Hidayatullah.com–Dalam kehidupan masyarakat khususnya kaum muslimin secara umum memang tidak aneh kaitannya Ramadhan itu dengan pelaksanaan amal ibadah yang bernama puasa. Namun masih sedikit yang mengetahui arti dari Ramadhan dan perintah puasa itu dalam meyakinkan dari hikmah kedua kata yang saling terkait itu sendiri yang tidak dapat dipisahkan. Terkecuali bagi mereka (kaum muslimin) yang menimba ilmu dari berbagai sumber para ulama salaf (terdahulu) yang penuh keikhlasan dan semangat jihadnya tak terputus karena demi materi semata. Sebaiknya alangkah sangat agung dalam keyakinan masyarakat awam (umum) untuk mengetahui hal itu. Kenapa kedua kata itu saling mengait dan tidak dapat dipisahkan? Karena perintah itu merupakan amaliyah individu bersifat perintah yang wajib dilaksanakan yang belum tentu orang lain dapat mengetahuinya, maka penegasannya pun datang langsung dari Sang Maha Pencipta agar seseorang itu benar-benar mangamalkannya. Jika tidak, Allah jualah Yang Maha Mengetahui terhadap amaliyah seseorang, Allah SWT berfirman:

“(Beberapa hari yang ditentukan itu ialah) bulan Ramadhan, bulan yang di dalamnya diturunkan (permulaan) Al-Qur’an sebagai petunjuk bagi manusia dan penjelasan-penjelasan mengenai petunjuk itu dan pembeda (antara yang hak dan yang bathil). Karena itu, barangsiapa di antara kamu hadir (di negeri tempat tinggalnya) di bulan itu, maka hendaklah ia berpuasa pada bulan itu, dan barangsiapa sakit atau dalam perjalanan (lalu ia berbuka), maka (wajiblah baginya berpuasa), sebanyak hari yang ditinggalkannya itu, pada hari-hari yang lain. Allah menghendaki kemudahan bagimu, dan tidak menghendaki kesukaran bagimu. Dan hendaklah kamu mencukupkan bilangannya dan hendaklah kamu mengagungkan Allah atas petunjukNya yang diberikan kepadamu, supaya kamu bersyukur.” [QS 2 Al-Baqarah: ayat 185]

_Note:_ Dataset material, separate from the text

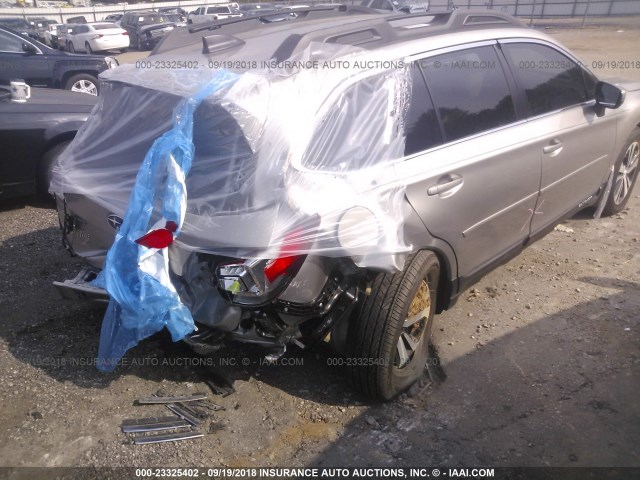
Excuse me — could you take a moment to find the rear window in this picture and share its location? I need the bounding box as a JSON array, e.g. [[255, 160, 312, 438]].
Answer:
[[138, 15, 167, 25], [0, 18, 31, 30], [207, 7, 229, 15], [419, 47, 516, 142], [92, 23, 118, 30]]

Sebaiknya kita simak dari kalimat-kalimat ayat ini. Di dalam ayat ini ada kata Ramadhan yang berasal dari akar kata dasar r – m – dl, atau dalam huruf Arab terdiri dari huruf ra – mim – dlad asal kata (madli) ra-mi-dla yang berarti “panas” atau “panas yang menyengat”. Kata itu berkembang –sebagaimana biasa terjadi dalam struktur bahasa Arab– dan bisa diartikan “menjadi panas, atau sangat panas”, atau dima’nai “hampir membakar”. Jika orang Arab mengatakan Qad Ramidla Yaumunâ, maka itu berarti “hari telah menjadi sangat panas”.

Ar-Ramadlu juga bisa diartikan “panas yang diakibatkan sinar matahari”. Ada juga pendapat yang menyatakan bahwa Ramadhan itu adalah salah satu nama Allah SWT. Dalam hal ini kalau melihat dari ayat tersebut di atas tidaklah mungkin diartikan nama Allah, karena pendapat ini memang lemah dan tidak memiliki argumentasi literal.

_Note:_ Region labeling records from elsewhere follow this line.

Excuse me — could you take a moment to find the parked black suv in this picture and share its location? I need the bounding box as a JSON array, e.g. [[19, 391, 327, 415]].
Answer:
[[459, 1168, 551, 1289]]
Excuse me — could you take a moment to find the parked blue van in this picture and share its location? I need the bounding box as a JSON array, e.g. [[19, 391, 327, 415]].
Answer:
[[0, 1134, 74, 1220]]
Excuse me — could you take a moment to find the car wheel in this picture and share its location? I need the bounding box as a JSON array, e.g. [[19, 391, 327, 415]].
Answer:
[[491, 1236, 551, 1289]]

Itulah singkat dari pengartian istilah bulan Ramadhan diambil dari kalimat ramidla –yarmadlu, yang berarti “panas atau keringnya mulut dikarenakan rasa haus”. Keterangan-keterangan tentang lafadz Ramadhan ini disampaikan oleh Muhammad bin Abu Bakar bin Abdul Qadir Al-Razi (w. 721 H.) dalam kamus Mukhtarush Shihhah dan Muhammad bin Mukarram bin Mandzur Al-Mashrî (630 – 711 H.), yang terkenal dengan sebutan Ibnu Mandzur, dalam karya monumentalnya, Lisanul ‘Arab.

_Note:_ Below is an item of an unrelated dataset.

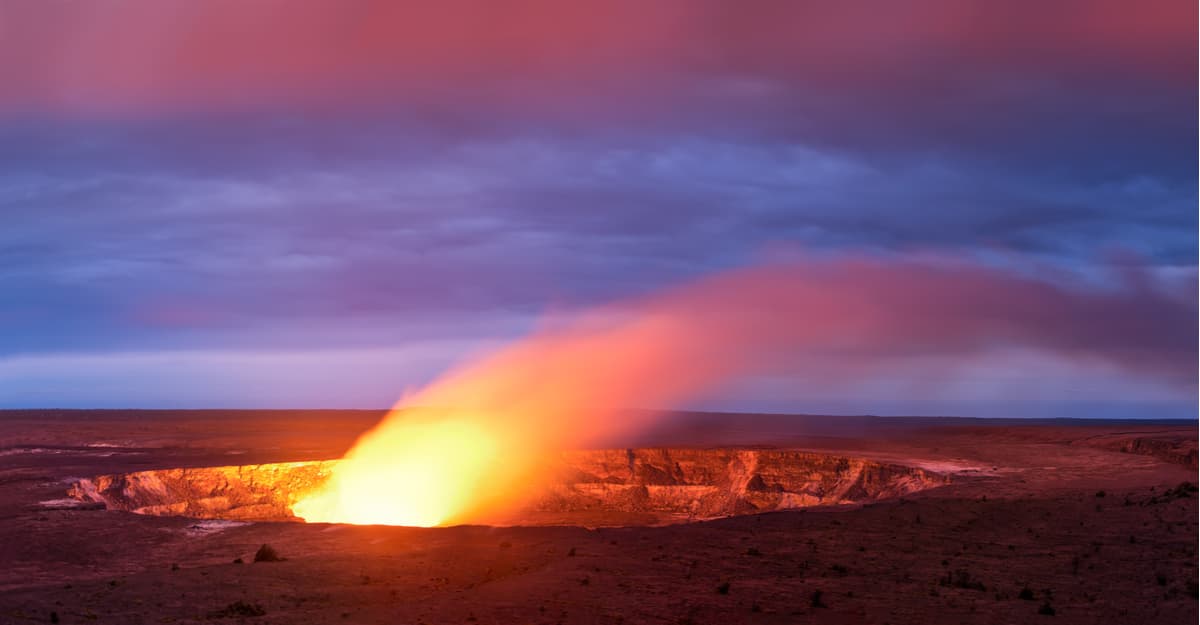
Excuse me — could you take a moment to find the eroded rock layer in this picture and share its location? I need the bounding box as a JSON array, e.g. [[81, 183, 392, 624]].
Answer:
[[68, 449, 947, 521]]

Sedangkan kata puasa dalam bahasa Arab disebut Shiyâm atau Shaum –keduanya sama-sama kata dasar dari kata kerja Sha-wa-ma–, yang secara etimologis berarti menahan dan tidak bepergian dari satu tempat ke tempat lain (Al-Syaukani, 1173 – 1255 H., Fathul-Qadîr). Shiyâm atau Shaum merupakan qiyâm bilâ ‘amal, yang berarti ‘beribadah tanpa bekerja’. Dikatakan ‘tanpa bekerja’ karena puasa itu sendiri bebas dari gerakan-gerakan (harakât), baik gerakan itu berupa; berdiri, berjalan, makan, minum dan sebagainya. Sehingga, Ibnu Durayd –sebagaimana dinukil dalam Al-Alusi– mengatakan bahwa segala sesuatu yang diam dan tidak bergerak, berarti sesuatu itu Shiyâm (sedang berpuasa).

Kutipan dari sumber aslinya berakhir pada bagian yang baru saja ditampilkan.